Pricing and demand have an inverse relationship, all else being equal; as costs rise, demand falls. This has been especially true in the construction sector. Since 2017, costs associated with building new housing rose faster than general inflation, as shown in Exhibit 9. These dynamics limit the ability of developers to construct moderately priced product. Increased costs can also halt new construction altogether, on occasion, as projects become unprofitable to continue.

As exhibited to the right, inputs to the residential construction — goods, services, and land — increased more rapidly than inflation, at an average annual pace of 1.6% versus inflation’s 0.7% since 4Q2014. Land prices in particular have driven this phenomenon, accounting for 56.8% of the growth in these inputs’ costs, according to Kingbird Analysis of Federal Reserve Bank of St. Louis, Bureau of Labor Statistics, and CoStar Commercial Repeat Sale Index Data.

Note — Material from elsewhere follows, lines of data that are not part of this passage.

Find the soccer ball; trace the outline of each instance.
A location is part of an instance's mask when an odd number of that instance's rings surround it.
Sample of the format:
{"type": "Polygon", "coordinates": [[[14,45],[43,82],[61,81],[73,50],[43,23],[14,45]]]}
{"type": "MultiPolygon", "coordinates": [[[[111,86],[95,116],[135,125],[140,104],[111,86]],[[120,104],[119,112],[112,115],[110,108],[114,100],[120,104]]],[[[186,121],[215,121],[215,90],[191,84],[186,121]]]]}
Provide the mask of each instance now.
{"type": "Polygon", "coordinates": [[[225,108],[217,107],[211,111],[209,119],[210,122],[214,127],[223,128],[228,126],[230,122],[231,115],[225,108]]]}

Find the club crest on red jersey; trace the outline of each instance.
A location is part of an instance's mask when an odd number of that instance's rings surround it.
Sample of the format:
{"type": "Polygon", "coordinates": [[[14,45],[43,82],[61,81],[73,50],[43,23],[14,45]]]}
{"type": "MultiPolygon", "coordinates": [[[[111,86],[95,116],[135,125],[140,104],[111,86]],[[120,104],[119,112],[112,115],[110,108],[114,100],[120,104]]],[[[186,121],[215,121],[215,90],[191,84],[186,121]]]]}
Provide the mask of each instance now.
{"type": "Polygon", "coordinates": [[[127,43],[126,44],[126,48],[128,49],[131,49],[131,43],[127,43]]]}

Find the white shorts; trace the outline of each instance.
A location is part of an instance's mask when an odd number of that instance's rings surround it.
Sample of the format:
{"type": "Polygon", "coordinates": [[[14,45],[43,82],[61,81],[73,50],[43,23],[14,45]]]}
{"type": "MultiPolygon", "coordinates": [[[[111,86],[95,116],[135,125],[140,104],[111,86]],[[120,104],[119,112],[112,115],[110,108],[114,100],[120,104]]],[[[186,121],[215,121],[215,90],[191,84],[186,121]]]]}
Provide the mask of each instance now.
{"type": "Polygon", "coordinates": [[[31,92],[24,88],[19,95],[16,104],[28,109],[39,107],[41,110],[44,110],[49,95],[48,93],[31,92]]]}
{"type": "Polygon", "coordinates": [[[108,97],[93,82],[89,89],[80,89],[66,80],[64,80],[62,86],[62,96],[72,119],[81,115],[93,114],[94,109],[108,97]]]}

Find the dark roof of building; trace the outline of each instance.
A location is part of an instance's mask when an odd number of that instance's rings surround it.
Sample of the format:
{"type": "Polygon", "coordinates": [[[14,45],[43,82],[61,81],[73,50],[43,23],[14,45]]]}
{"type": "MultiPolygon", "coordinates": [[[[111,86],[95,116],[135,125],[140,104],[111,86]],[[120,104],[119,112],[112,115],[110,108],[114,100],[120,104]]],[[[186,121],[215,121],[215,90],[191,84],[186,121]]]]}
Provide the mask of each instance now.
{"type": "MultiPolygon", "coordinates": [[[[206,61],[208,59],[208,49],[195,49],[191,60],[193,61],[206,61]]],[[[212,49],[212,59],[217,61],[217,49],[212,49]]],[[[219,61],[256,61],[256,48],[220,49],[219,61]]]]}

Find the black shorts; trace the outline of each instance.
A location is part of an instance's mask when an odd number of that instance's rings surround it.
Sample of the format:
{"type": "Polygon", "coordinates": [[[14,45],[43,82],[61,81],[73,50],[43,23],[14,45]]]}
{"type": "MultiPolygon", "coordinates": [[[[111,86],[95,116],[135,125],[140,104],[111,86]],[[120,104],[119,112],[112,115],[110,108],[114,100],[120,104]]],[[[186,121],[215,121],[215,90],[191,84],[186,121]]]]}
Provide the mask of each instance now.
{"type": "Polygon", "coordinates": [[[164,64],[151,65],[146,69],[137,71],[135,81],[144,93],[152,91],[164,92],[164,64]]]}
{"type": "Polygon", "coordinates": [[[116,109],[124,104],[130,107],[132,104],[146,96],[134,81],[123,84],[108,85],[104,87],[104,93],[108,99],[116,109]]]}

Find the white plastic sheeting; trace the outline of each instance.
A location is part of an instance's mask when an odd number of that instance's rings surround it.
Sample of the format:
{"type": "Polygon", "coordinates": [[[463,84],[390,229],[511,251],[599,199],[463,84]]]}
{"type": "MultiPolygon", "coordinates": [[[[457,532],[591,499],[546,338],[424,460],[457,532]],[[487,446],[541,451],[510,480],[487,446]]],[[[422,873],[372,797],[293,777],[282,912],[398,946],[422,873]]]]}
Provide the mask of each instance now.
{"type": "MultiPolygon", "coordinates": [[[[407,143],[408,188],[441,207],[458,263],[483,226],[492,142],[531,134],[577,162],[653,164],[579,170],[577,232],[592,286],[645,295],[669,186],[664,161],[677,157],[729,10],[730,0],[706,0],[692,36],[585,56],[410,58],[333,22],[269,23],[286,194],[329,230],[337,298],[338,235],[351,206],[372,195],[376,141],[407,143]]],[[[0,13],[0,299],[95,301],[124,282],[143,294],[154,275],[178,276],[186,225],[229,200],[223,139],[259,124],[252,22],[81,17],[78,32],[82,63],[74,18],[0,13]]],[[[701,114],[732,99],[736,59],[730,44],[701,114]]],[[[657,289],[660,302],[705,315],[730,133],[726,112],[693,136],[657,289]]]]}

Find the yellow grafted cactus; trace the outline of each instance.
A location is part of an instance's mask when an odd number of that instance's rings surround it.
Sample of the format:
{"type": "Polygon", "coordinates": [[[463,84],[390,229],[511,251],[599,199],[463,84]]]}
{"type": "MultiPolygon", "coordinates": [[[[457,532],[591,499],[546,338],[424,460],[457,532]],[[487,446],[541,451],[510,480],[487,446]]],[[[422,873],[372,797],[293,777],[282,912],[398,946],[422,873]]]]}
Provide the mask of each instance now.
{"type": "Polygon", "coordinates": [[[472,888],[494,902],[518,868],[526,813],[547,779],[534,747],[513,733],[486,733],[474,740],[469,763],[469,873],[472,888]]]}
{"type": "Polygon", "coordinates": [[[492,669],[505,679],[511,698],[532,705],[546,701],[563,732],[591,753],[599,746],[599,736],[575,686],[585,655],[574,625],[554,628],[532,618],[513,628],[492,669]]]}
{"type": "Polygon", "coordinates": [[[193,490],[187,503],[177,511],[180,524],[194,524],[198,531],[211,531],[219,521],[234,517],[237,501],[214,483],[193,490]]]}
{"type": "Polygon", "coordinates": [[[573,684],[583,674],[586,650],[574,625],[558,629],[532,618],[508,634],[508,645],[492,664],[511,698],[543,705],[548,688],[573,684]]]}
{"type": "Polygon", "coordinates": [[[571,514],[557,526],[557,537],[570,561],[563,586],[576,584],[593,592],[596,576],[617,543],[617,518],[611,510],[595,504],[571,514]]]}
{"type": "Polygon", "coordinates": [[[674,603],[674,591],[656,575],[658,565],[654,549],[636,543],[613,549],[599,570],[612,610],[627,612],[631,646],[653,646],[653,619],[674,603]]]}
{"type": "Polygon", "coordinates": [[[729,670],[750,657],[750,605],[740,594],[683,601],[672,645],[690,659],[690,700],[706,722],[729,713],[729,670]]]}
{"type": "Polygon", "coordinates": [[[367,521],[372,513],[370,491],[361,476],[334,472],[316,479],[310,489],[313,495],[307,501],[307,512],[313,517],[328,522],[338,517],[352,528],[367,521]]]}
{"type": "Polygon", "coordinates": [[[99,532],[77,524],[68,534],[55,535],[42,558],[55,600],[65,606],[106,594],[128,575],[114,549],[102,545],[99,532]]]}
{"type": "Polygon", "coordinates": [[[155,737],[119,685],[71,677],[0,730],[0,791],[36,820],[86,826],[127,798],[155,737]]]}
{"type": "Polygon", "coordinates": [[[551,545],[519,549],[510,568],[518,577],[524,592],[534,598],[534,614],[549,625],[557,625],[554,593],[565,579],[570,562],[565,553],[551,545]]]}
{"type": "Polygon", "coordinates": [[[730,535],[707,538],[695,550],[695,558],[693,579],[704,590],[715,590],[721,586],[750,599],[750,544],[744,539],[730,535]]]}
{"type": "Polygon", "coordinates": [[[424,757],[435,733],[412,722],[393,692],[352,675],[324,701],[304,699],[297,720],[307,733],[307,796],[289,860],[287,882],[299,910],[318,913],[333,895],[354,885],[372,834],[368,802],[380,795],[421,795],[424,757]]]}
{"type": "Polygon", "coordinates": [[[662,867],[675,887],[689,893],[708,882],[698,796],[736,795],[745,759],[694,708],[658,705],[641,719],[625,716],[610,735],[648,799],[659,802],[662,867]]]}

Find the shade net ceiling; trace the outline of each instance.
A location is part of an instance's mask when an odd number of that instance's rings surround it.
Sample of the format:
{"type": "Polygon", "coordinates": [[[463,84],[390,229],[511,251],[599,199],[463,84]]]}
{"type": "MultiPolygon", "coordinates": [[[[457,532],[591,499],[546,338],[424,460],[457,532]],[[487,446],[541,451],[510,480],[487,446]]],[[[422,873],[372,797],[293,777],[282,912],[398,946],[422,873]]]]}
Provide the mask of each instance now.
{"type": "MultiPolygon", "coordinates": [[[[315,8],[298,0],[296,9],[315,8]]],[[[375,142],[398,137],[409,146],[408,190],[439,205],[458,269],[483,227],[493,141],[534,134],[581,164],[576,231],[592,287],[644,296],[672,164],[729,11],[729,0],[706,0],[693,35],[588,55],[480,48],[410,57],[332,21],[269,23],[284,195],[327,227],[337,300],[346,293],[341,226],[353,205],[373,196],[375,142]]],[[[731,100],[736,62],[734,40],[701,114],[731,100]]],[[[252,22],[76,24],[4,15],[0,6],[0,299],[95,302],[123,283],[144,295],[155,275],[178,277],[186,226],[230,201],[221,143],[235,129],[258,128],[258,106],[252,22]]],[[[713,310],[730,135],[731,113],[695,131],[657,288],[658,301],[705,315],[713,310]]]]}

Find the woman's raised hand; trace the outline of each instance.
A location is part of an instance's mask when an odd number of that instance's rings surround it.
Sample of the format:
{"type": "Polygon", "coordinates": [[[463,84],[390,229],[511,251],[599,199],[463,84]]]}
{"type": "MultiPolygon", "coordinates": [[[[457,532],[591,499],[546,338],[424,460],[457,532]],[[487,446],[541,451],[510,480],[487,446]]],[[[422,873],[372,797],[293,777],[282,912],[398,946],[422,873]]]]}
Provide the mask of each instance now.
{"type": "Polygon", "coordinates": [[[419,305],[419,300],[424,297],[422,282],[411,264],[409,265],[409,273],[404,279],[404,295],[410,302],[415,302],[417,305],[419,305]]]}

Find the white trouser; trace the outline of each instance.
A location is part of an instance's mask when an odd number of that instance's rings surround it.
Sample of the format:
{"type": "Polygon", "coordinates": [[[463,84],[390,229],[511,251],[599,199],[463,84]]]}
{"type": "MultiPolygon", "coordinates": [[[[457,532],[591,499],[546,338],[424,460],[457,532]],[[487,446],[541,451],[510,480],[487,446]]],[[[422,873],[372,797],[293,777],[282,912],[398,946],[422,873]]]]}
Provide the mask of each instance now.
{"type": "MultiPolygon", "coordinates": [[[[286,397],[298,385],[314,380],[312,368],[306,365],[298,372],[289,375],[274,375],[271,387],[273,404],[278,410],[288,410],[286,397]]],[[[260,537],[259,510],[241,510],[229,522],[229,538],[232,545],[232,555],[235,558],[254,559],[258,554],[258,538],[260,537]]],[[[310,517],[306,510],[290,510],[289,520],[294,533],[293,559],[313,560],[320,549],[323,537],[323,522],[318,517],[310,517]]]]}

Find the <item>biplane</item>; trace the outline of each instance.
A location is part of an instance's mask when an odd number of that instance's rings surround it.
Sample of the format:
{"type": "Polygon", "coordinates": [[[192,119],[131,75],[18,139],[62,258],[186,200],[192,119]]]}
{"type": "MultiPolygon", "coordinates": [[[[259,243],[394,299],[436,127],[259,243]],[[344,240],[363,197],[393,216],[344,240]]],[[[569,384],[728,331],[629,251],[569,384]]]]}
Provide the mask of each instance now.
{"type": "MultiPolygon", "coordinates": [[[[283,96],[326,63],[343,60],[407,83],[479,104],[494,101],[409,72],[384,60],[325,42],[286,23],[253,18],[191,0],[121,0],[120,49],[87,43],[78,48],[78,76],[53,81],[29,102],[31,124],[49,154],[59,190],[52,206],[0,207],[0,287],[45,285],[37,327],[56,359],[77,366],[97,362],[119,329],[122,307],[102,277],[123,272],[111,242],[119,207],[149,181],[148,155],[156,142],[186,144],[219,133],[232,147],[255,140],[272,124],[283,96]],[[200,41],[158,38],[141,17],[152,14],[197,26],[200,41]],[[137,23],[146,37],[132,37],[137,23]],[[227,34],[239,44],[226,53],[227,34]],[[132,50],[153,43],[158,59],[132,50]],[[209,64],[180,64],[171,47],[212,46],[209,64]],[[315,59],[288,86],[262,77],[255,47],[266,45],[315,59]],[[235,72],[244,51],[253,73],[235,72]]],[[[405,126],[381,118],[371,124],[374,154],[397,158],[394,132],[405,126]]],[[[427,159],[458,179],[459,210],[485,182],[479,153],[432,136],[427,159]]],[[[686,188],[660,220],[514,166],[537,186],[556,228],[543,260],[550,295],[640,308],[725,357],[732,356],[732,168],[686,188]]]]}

These long-term cost increases, when combined with the above-described zoning, land use, and environmental, regulations, have a direct effect on housing supply; as building materials become more costly and restricted, the economics of constructing housing, especially affordable housing, become more challenging and less feasible.

For instance, as land prices increased, single-family homes have progressively become larger and more expensive over time, even as lot sizes have declined in size. Between 1998 and 2021, land prices increased 327.8% cumulatively. Simultaneously, the average square footage, construction price, and per square foot construction price increased 26.2%, 160.82%, and 106.64%, respectively. In comparison, CPI increased 66.2% during this period, according to Kingbird Analysis of US Census Bureau Data. Further, as Exhibit 10 shows, size and contracted construction pricing a highly correlated with land cost.

Despite the above, the average lot size of single-family homes has declined from 1.74 acres in 2009 to 0.90 acres in 2021, according to Kingbird Analysis of US Census Bureau Data.
Decreased lot sizes are a direct result of a combination of strict and proliferating regulations and increasing costs; regulations dictate the size, number, and type of housing that can be built on a plot of land, limiting the ways in which builders can make up for the increased input costs of construction, thus forcing them to build larger, more expensive housing to recoup costs. Without regulations that, for example, require a given plot of land to only have one single-family home, a builder would be able to build two single-family homes or attached townhomes. This would allow builders to create additional but less expensive homes while still earning a profit.

Multifamily development is experiencing its own set of regulatory headwinds as shown by the decline in multifamily building deliveries nationwide. As previously mentioned, in 1994, 23,000 multifamily projects were completed in the US, compared to only 12,000 delivered in 2021. The lack of multifamily development is unlikely to be resolved in the near future, as many regulations intentionally block development due to negative associations with overcrowding, affordable housing, and the potential to change the landscape of neighborhoods, according to the National Library of Medicine NIMBYism as a barrier to housing and social mix in San Francisco 2022.